Finance Commission Chairman Arvind Panagariya has advised the Reserve Bank of India (RBI) against intervening to defend the Indian Rupee, particularly as it approaches the psychologically significant ₹100 per US dollar mark. Panagariya contended that the ₹100 level is merely a number and should not dictate policy decisions, especially in response to current oil price shocks.
On Wednesday, the rupee hit a new record low of 96.95 against the US dollar, closing at 96.86. Although it rebounded slightly on Thursday to 96.37 after crude oil prices eased, the currency remains under pressure.

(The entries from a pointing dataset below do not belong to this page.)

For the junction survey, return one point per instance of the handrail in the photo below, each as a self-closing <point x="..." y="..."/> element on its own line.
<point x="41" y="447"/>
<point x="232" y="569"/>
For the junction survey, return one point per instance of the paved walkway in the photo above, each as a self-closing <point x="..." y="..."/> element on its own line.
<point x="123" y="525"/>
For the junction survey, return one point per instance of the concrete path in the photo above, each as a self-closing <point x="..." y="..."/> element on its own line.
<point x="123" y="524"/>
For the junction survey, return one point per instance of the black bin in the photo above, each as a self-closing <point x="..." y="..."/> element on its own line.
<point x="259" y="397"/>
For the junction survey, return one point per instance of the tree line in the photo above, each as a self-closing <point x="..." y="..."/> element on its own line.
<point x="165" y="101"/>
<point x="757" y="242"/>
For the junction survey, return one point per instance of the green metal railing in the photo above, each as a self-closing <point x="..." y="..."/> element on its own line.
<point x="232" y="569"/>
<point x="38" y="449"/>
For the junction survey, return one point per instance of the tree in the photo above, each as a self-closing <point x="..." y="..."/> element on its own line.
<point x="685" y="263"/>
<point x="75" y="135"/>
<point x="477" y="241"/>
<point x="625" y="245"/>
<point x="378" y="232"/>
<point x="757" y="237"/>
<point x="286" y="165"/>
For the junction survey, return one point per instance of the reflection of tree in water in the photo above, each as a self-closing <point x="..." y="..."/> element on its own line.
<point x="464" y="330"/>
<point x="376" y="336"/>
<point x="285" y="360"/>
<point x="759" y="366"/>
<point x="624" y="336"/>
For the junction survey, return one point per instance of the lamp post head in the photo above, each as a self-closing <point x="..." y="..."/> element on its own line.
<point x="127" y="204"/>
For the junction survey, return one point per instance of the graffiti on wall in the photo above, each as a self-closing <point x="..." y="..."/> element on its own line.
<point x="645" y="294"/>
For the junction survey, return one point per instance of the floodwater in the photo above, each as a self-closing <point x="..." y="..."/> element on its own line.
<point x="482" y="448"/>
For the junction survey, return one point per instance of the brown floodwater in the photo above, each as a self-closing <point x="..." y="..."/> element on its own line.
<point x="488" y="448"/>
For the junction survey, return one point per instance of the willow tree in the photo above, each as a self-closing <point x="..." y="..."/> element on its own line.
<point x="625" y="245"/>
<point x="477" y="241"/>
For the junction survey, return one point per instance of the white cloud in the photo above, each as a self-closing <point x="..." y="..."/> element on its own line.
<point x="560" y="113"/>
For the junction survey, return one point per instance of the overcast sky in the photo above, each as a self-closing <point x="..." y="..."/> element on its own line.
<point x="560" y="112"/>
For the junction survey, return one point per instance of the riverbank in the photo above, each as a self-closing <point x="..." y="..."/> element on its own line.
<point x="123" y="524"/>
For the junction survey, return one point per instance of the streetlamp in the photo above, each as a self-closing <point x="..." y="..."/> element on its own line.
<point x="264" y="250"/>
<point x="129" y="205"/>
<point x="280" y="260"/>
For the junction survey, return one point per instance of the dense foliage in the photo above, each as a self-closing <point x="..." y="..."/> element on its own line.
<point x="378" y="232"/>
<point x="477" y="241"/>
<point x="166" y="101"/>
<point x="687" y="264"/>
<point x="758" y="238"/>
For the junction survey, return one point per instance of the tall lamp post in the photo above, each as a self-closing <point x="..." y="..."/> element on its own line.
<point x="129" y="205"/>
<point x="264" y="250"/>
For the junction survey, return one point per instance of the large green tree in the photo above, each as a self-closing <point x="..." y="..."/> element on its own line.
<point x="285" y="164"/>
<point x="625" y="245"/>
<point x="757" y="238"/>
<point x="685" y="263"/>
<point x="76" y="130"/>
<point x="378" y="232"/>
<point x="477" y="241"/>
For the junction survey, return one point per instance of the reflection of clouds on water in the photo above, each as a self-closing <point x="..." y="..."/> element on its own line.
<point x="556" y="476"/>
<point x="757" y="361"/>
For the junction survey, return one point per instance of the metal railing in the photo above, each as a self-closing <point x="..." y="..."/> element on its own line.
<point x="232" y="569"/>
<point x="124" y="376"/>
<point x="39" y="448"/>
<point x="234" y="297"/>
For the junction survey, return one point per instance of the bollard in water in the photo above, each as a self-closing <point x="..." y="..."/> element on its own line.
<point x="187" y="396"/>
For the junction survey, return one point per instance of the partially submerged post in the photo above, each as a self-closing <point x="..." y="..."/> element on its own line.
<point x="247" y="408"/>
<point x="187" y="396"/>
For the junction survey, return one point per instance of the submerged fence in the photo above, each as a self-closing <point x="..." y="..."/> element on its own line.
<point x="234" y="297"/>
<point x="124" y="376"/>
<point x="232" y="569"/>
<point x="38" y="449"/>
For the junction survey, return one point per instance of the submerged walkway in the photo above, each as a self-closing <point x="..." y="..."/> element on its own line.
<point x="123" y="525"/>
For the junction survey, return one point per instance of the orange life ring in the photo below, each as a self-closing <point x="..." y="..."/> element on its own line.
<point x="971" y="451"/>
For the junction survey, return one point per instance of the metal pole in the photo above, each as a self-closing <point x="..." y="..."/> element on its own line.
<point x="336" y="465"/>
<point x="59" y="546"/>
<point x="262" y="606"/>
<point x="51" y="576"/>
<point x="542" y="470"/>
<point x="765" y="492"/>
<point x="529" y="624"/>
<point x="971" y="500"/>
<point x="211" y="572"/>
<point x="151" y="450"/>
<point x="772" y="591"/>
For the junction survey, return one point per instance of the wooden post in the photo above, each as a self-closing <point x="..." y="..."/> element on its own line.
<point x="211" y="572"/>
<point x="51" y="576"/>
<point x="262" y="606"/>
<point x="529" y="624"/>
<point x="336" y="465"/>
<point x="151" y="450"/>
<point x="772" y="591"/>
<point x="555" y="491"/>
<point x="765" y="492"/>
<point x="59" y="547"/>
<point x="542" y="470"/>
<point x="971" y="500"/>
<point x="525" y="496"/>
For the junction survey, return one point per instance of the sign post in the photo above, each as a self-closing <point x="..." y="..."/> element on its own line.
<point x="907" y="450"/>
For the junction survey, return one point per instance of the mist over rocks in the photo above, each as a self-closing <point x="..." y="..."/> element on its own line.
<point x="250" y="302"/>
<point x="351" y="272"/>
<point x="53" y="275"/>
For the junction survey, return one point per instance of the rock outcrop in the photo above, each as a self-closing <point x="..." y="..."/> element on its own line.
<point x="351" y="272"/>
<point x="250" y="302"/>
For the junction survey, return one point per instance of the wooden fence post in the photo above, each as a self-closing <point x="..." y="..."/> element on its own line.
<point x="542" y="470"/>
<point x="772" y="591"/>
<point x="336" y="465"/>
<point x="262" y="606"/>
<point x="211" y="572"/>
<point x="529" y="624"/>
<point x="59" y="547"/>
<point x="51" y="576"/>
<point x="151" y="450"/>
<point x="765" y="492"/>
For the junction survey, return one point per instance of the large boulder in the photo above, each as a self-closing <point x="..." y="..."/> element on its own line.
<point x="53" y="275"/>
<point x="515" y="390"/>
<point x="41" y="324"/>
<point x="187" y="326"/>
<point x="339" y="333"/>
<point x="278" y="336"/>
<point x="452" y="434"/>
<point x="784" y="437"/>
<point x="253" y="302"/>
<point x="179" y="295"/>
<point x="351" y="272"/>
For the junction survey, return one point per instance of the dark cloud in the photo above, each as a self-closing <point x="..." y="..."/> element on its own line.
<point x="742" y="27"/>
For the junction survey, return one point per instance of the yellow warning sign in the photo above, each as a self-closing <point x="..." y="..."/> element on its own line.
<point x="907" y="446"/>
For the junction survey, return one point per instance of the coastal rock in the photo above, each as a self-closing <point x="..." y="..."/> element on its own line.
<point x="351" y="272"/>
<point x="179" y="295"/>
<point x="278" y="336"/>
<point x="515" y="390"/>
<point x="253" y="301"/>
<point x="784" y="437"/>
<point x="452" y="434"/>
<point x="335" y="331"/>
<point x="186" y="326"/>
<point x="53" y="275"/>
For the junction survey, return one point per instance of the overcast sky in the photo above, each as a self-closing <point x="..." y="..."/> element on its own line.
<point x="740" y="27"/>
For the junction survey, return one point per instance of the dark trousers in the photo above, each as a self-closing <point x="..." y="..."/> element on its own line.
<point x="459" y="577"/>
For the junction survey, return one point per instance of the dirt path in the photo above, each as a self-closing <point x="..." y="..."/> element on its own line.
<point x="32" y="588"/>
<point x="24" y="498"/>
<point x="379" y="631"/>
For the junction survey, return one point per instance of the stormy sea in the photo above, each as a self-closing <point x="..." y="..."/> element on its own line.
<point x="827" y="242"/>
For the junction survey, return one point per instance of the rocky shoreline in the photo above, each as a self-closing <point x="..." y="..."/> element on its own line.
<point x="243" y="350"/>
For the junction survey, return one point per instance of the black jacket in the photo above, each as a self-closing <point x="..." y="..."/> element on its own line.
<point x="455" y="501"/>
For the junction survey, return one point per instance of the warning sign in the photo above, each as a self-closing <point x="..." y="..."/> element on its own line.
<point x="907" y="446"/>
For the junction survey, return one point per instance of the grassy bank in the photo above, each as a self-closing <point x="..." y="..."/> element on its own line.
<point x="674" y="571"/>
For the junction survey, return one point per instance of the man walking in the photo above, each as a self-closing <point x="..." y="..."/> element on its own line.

Depreciation as the Right Response
Panagariya, a noted economist, argued that allowing the rupee to depreciate is the most practical course of action, regardless of whether the oil shortage proves temporary or prolonged. He explained that if the shortage is short-lived, the rupee would naturally recover once oil import bills shrink and foreign capital is attracted by a 'cheap' rupee for investments.
Conversely, if the disruption is long-lasting, any attempts by the RBI to defend the rupee through reserve depletion or costly dollar-linked instruments would ultimately fail. Panagariya warned that such efforts would continuously drain reserves until they are exhausted, proving to be a losing proposition.
Dismissing Temporary Fixes
The economist also dismissed dollar-denominated bonds and high-interest NRI deposits as mere 'band-aids' that offer only temporary relief. He asserted that these are costly instruments that largely transfer gains to wealthy overseas Indians and would not prevent the eventual crossing of the 100-rupee-per-dollar psychological barrier.
Distinction from the 2013 Crisis
Panagariya drew a clear distinction between the current situation and the 2013 currency crisis. He highlighted that in 2013, India faced double-digit inflation and significant macroeconomic stress. Thanks to the RBI's prudent monetary management, inflation is not currently a major concern, positioning the economy to absorb some inflationary pressure that might accompany depreciation.
His comments underscore a call for the RBI to prioritize market mechanisms and long-term economic stability over short-term psychological thresholds in managing the Indian Rupee.